This option would not have any direct impact on rights clearance and transaction costs and would entirely depend on the solutions available at national level. CHIs in MS whose legal frameworks already allow for licences also covering the rights of outsiders for the digitisation and dissemination of OoC works would already benefit from the possibility of substantially lower transaction costs.
In the absence of EU intervention, licences concluded via these mechanisms covering outsiders, be them specific to certain types of works or not, would be valid for a single MS territory (at least as regards the rights of outsiders). Opportunities would be larger for literary works than in other sectors also because suitable licensing structures are widespread in this area and much less in others, like for film and audio-visual works.

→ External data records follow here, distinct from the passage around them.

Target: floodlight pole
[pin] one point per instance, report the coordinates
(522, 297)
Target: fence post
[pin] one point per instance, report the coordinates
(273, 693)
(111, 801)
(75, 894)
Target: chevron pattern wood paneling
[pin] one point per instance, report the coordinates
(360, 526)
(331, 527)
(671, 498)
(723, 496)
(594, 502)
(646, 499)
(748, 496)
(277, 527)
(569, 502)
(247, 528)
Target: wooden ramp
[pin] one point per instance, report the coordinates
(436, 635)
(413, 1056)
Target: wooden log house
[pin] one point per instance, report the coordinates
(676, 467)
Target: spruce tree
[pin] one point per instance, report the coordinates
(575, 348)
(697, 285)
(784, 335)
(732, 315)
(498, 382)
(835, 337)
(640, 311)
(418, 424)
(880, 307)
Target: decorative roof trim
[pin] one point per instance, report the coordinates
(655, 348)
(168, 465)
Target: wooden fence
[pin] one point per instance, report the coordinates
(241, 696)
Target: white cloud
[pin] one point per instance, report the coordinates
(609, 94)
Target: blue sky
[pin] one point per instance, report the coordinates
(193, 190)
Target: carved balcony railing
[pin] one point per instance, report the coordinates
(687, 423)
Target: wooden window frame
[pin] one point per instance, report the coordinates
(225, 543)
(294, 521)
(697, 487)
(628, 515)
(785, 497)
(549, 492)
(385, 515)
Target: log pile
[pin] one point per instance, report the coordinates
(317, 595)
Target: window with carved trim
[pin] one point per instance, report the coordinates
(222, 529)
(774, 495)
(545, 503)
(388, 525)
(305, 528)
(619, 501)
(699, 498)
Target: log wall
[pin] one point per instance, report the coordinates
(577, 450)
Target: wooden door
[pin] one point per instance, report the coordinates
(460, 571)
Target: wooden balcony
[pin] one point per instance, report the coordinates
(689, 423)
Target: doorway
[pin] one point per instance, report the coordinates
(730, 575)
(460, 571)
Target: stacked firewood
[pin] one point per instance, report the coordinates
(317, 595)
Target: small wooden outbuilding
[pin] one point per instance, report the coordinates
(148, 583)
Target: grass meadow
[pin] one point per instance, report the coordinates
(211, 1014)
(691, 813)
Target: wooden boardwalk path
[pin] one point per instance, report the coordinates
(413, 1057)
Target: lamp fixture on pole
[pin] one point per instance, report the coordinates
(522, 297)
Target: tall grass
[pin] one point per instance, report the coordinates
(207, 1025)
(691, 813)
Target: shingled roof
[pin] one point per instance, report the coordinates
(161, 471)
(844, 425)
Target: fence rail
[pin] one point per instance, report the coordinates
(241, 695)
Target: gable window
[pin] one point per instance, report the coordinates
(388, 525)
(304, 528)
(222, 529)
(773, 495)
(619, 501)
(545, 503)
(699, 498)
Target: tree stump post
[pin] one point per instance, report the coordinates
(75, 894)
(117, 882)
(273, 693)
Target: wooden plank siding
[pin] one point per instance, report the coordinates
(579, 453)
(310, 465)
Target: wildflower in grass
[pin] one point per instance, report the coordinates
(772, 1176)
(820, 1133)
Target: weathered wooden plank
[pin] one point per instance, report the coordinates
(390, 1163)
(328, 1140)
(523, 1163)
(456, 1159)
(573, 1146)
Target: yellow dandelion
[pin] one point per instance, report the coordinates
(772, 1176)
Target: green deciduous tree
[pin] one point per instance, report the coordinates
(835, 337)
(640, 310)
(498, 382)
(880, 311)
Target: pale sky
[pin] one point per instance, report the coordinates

Irrespective of the broader category of works, possibilities to obtain suitable collective licences could be limited for works that CMOs do not traditionally license, for example because they have never been intended for commercial use, due for example to lack of familiarity of CMOs with them and their rightholders.
Other MS might decide in the future to adapt their legal frameworks. Such evolution is however entirely dependent on the will of individual MS, and would probably not take place in a systematic manner, particularly beyond books and learned journals (where the 2011 MoU has generated momentum). Resulting licences would still be limited territorially.
Possibilities for rightholders, including outsiders, to receive new or extra revenue from collective licences for OoC works which already exist in MS can take the form of payments generated by the initial licences with CHIs, and from subsequent licensing opportunities stemming from the exposure of works that are otherwise not easily visible. Under the baseline scenario, these opportunities would not increase and be subject to the same limitations as regards MS territories and categories of works as discussed under “CHIs”.
In those MS and for those categories of works for which mechanisms exist through which licences between CMOs and CHIs can also cover the rights of outsiders and suitable licensing structures are in place, rightholders should still retain the freedom to decide on the exploitation of their works through the opt-out possibilities that such schemes normally foresee.
Existing licensing mechanisms in some MS for the digitisation and dissemination of OoC works may result in costs for rightholders in relation to the exercise of their opt-out possibility. Licensor CMOs can also incur specific costs related to the use of the existing mechanisms, for example related to publicity/transparency, the handling of opt-outs and the distribution of remuneration to outsiders.
There will be no impact on copyright as a property right, as recognised by Article 17(2) of the Charter, nor any substantial impact on the arts and scientific research, relevant for the freedom of the arts and sciences (Article 13), and on education, protected under Article 14.